In order to be able to deal with inconsistent information and dynamic decision-making environment in an isolated environment without interference from other conditions, this study chose a small-scale listed company. According to the annual report of this listed company, in a long period of time There are only two institutions trading the company's shares. In this study, a dynamic and imperfect information game model and algorithm are built to address the inconsistency of information and the dynamic nature of the decision-making process toward maximizing rewards under two scenarios, conflicting (algorithm 1) and cooperative (algorithm 2). Next, in order to model the risk transition probabilities, which would be used in the Markov Decision Process of Reinforced Learning, Probabilistic Fuzzy Regression (PFR), Chaos Optimization Algorithm (COA) and t-Copula simulation of a Non-Stationary Markov Chain model (algorithm 3) would be implemented to study the external risk factors’ effect on the transition probabilities. Finally, the Deep Q-Network (DQN) of Reinforced Learning would be used to estimate the optimum actions (strategies) derived from the progressive game decision process, under the two assumptions, conflicting or cooperative. Each institution has three opportunities to adjust its stocks orders placement strategies (Algorithm 3) or each has unlimited opportunities (Algorithm 4). The former focuses on the analysis of the impact of competition type and reaction speed, while the latter focuses on the comparison of compensation under different competition setups. In addition, in order to study the long-term dynamic decision-making of participants in inconsistent stochastic complex environment, the optimal order placement strategies and the optimal competition strategies would be estimated under the infinite adjustment scenarios. Therefore, the method proposed in this paper is of great significance not only to interdisciplinary research, but also to the practitioners as well.

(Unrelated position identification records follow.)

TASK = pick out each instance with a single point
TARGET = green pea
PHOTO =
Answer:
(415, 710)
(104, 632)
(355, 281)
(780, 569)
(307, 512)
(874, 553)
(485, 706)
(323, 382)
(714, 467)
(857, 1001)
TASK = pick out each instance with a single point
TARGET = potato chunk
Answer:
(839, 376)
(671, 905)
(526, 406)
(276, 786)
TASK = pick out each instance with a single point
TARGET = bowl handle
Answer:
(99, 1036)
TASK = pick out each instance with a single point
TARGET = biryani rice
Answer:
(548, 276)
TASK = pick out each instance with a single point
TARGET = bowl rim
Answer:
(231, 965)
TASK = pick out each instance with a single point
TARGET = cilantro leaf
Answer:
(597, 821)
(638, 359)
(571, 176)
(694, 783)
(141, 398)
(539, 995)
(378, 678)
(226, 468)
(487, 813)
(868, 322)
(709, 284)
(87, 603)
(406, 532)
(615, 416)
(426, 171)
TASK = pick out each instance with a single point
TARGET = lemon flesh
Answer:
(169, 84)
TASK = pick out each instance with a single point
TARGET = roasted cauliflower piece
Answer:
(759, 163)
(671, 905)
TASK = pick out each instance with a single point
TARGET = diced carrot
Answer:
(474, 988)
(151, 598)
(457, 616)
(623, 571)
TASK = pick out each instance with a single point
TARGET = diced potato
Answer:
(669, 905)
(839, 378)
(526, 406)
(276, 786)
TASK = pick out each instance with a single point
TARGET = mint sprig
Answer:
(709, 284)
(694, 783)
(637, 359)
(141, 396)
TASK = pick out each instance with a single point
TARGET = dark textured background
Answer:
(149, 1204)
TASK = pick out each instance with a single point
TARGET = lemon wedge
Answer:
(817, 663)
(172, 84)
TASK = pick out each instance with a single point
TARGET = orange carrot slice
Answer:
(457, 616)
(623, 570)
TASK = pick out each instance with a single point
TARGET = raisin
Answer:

The approach proposed in this study would solve several obstacles common in dynamical decision-making with inconsistent information under a stochastic decision outcome (T. Zu, M. Wen, R. Kang, 2017; Sun et al., 2021)). First, in real business competition, the information is seldom complete. In most circumstances, the quality of the information is insufficient at best. Participants in the game often release false information (hence inconsistent) about their strategies on purpose in order to strategically mislead their opponents (Sun et al., 2022b; Sun et al.,2022c). As a result, the imperfect dynamical information game model with different competition scenarios (conflicting or cooperative) is proposed to isolate the untrustworthy information and abstract the true behavior pattern from the actual events. Since this is the audited key risk indicator, as well as the well-known performance measurement, even the lagged figure of reward could be quite useful in collecting information. On the other hand, by comparing the simulation results under conflicting scenarios with those under cooperative scenarios, the effect of misleading information could be kept at a minimum. Detailed descriptions and reasoning of the game model and competition scenarios are found in section 2.